Experiment 3: which taste stimuli elicit CPIR in B6 mice?
We measured changes in plasma insulin and blood glucose after mice took a weight-specific number of licks for isoacceptable concentrations of four sugars (glucose, sucrose, maltose, fructose), a maltodextrin (Polycose), a nonmetabolizable glucose analog (MDG), and four artificial sweeteners (saccharin, sucralose, Ace K, and SC45647). We defined CPIR as a significant elevation in plasma insulin (relative to baseline) within 5 min of initiating licking for the stimulus. This definition was based on a prior study of B6 mice, which reported that glucose triggers a rapid (within 5 min) rise in plasma insulin when it is ingested orally but not when it is infused intragastrically (19).
Four of the taste stimuli (glucose, sucrose, maltose, and Polycose) elicited CPIR, whereas the other six (fructose, MDG, saccharin, sucralose, Ace K, and SC45647) did not (Fig. 3). The CPIR elicited by glucose was significantly larger than that elicited by maltose and Polycose, but the CPIR elicited by sucrose did not differ from that elicited by the other three carbohydrates according to an ANOVA (F3,32 = 6.7, P < 0.002) and Tukey-type multiple comparison.
We also examined the extent to which ingestion of isoacceptable concentrations of each taste stimulus increased plasma insulin over the 60-min sampling period (Fig. 4). Only four of the taste stimuli (glucose, sucrose, maltose, and Polycose) caused a significant increase in plasma insulin concentration over time (Table 1). Glucose and sucrose elicited substantially larger and more protracted elevations in plasma insulin than did maltose and Polycose.
Five taste stimuli (i.e., glucose, sucrose, maltose, Polycose, and fructose) caused blood glucose to rise significantly (Table 1) above baseline at the 5-, 15-, and 30-min time points (Fig. 3). Fructose produced the smallest increase in blood glucose. Polycose caused the largest and most sustained increase in blood glucose, remaining significantly above baseline 60 min after initiating licking. This stems in part from the fact that the 30% Polycose solution (once digested) yielded more glucose molecules than the other carbohydrate solutions.

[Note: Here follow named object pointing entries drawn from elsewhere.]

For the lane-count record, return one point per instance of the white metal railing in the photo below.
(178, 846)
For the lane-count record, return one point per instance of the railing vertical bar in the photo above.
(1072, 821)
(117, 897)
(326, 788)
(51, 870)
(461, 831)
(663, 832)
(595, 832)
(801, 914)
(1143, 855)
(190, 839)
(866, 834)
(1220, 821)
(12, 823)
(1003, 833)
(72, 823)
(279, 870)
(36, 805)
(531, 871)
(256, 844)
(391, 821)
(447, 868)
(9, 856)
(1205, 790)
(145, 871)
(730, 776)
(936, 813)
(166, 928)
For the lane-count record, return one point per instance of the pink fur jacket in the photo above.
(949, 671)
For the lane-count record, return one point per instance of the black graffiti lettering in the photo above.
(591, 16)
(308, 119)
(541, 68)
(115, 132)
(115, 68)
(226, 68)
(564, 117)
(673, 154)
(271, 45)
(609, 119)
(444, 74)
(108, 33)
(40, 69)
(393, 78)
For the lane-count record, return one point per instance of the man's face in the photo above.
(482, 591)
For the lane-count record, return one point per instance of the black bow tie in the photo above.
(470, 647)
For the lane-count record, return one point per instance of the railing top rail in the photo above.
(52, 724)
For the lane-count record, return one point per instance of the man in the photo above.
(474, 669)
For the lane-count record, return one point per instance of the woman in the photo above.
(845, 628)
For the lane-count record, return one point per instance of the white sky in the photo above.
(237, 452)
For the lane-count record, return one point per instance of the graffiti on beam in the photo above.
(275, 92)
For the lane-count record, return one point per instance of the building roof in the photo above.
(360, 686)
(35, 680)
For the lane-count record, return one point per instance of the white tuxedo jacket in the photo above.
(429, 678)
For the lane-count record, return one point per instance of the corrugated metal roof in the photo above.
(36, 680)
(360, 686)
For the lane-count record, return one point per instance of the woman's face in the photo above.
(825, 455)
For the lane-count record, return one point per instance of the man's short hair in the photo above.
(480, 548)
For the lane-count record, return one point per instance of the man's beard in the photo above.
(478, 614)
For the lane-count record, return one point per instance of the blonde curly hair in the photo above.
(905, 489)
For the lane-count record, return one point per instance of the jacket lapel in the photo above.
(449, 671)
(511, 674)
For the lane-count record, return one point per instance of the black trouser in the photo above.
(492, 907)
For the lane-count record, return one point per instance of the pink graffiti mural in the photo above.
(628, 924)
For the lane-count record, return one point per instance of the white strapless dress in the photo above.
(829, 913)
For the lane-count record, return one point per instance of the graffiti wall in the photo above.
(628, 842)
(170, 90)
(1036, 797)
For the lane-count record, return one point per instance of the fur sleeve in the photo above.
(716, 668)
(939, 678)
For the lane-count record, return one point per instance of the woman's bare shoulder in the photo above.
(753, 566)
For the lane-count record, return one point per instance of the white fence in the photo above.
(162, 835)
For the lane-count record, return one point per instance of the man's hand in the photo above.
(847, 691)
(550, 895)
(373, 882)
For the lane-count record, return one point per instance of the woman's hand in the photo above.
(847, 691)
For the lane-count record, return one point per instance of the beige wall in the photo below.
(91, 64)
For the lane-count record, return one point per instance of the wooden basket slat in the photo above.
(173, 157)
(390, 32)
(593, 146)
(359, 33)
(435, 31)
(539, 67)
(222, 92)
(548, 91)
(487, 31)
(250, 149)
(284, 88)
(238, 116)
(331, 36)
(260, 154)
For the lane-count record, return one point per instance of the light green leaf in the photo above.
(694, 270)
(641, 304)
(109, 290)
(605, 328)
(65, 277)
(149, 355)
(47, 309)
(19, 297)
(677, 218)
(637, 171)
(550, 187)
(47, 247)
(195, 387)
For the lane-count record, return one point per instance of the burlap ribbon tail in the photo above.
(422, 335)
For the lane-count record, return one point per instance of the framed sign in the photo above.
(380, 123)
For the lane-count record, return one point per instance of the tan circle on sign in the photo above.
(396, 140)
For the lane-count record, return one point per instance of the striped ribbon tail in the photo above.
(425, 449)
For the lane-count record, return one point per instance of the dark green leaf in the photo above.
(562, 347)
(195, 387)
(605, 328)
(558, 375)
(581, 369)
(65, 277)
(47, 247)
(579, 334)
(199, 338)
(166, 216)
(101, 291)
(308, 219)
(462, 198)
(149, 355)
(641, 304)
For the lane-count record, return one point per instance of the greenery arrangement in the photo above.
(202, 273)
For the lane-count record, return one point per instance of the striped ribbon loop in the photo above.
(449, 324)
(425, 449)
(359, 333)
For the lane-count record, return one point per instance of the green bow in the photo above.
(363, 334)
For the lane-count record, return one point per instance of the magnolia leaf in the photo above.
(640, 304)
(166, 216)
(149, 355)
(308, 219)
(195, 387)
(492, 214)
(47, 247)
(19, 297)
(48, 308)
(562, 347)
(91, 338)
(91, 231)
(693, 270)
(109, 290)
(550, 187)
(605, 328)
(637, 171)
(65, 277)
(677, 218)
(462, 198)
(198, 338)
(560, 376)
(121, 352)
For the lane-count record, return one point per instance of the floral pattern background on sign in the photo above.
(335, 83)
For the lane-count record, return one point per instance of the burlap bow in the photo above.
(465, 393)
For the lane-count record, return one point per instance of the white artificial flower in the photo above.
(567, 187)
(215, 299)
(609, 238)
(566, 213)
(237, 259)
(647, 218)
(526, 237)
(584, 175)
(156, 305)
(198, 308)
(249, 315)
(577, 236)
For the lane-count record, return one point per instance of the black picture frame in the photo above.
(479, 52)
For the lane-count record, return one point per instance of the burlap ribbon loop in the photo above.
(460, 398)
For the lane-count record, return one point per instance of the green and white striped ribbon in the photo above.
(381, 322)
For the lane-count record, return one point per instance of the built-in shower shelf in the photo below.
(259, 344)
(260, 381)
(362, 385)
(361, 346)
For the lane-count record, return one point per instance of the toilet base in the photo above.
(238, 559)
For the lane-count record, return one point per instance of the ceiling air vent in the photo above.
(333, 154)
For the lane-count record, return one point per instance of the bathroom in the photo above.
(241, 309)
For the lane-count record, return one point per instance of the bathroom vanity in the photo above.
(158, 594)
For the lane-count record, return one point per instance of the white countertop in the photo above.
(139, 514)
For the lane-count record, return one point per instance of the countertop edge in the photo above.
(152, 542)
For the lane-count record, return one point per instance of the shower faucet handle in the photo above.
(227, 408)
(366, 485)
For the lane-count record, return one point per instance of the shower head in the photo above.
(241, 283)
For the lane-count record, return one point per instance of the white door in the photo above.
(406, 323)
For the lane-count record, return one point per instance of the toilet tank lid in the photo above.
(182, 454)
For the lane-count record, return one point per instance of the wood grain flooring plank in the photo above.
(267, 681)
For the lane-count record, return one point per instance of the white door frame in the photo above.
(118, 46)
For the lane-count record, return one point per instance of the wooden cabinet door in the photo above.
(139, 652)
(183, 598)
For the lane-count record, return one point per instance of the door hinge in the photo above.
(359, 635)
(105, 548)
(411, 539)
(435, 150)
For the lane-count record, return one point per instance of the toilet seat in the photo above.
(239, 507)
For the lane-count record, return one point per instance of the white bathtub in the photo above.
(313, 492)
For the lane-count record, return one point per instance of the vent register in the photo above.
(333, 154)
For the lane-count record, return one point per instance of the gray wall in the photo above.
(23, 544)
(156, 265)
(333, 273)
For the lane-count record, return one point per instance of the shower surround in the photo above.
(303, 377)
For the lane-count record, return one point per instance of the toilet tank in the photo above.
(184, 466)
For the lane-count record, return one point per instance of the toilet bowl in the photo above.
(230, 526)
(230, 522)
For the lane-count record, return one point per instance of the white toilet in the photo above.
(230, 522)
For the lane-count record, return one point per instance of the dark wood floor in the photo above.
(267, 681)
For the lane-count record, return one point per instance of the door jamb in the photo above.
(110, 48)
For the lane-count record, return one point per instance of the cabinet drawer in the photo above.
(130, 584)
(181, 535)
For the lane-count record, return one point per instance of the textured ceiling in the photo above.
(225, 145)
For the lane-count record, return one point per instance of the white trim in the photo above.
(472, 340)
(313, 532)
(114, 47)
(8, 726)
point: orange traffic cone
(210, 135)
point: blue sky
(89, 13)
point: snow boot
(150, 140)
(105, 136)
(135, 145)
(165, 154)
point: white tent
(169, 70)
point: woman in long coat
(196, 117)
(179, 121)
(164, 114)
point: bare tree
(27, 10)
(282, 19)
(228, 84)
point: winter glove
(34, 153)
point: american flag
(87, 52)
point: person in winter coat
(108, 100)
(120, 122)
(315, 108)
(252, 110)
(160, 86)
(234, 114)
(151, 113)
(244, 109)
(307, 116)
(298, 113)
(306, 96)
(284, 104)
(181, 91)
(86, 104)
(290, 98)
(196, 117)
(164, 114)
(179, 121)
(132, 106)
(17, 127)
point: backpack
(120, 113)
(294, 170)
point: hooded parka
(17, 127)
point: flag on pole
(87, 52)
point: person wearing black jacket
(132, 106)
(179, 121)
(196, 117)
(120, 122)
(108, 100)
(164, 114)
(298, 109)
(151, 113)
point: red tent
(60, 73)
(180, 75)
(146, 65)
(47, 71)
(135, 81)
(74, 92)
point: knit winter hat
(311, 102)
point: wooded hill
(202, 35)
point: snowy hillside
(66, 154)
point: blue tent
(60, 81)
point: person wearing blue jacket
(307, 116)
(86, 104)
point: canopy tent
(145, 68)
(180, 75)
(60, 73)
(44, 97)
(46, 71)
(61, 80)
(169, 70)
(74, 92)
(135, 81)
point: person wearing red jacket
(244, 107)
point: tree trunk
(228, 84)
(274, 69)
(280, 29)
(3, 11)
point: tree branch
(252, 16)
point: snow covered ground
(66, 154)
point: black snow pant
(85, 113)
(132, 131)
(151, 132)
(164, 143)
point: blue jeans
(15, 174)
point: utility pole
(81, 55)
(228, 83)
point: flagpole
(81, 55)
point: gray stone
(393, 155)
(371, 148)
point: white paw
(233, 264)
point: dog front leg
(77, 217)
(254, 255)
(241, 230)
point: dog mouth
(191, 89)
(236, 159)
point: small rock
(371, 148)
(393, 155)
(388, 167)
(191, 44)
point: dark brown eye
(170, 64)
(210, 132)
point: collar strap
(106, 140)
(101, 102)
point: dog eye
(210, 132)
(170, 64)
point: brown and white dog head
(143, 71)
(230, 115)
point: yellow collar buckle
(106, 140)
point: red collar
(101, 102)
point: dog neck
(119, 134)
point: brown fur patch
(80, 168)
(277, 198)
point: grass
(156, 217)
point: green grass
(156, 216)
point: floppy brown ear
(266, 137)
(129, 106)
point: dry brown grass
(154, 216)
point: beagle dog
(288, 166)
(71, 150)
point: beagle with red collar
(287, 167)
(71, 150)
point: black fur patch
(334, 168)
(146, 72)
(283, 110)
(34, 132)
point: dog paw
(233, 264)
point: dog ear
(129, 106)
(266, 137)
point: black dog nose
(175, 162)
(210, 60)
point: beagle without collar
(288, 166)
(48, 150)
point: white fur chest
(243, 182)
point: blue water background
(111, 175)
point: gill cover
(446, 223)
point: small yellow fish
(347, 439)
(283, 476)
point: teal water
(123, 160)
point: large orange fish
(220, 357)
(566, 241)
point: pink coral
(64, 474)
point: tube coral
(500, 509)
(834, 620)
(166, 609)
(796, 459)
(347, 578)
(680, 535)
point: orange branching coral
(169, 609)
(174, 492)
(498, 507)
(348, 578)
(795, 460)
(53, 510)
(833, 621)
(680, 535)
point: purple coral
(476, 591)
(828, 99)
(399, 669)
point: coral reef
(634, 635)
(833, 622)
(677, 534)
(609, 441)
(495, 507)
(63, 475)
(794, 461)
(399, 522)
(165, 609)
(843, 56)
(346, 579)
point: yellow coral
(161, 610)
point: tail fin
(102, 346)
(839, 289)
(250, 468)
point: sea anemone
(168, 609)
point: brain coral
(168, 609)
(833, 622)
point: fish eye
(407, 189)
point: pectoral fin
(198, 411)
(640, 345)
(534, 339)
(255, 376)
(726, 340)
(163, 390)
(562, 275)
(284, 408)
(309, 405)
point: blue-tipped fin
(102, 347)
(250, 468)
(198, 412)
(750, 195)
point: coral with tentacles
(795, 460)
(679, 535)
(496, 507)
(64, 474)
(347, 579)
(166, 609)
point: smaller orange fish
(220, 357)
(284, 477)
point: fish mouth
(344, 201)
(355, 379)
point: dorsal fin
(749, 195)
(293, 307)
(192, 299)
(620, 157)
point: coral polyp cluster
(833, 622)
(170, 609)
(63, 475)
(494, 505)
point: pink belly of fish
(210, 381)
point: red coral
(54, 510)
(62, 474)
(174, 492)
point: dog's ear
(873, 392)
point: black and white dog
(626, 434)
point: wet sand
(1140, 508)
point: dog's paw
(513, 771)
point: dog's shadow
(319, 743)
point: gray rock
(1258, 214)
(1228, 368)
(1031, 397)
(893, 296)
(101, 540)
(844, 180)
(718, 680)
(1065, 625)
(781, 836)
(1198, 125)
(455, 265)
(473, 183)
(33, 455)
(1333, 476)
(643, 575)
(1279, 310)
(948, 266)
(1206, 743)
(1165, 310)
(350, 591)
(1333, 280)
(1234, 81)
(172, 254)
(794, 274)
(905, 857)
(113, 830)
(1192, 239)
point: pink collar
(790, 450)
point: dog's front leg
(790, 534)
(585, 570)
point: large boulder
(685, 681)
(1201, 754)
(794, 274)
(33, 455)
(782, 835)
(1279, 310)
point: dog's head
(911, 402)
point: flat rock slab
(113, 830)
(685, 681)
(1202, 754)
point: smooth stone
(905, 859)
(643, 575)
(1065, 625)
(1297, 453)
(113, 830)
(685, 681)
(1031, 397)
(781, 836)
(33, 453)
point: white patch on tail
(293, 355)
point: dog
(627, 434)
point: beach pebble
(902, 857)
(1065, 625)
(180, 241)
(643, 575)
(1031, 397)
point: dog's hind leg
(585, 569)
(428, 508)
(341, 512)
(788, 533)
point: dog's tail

Experiment 4: does acarbose prevent sucrose, maltose, and Polycose from eliciting CPIR?
We found that acarbose treatment blocked CPIR in response to sucrose, Polycose, and to a lesser extent, maltose (Fig. 5). That acarbose prevented digestion of sucrose and Polycose (and maltose to a lesser extent) is demonstrated by the plasma glucose data (see below). The absence of CPIR following acarbose treatment reveals that free glucose is necessary for eliciting CPIR.
We determined whether acarbose altered plasma insulin over the 60-min sampling period. For sucrose, there was a significant main effect of acarbose and significant interaction of acarbose × time on both plasma insulin and blood glucose (Table 2, Fig. 6). The absence of any rise in blood glucose over the 60-min sampling period indicates that the acarbose completely inhibited the ability of α-glucosidases to hydrolyze sucrose in the mouth and gut. In fact, blood glucose dropped significantly below baseline at 30 min. Acarbose also prevented any detectable rise in plasma insulin over the 60-min sampling period.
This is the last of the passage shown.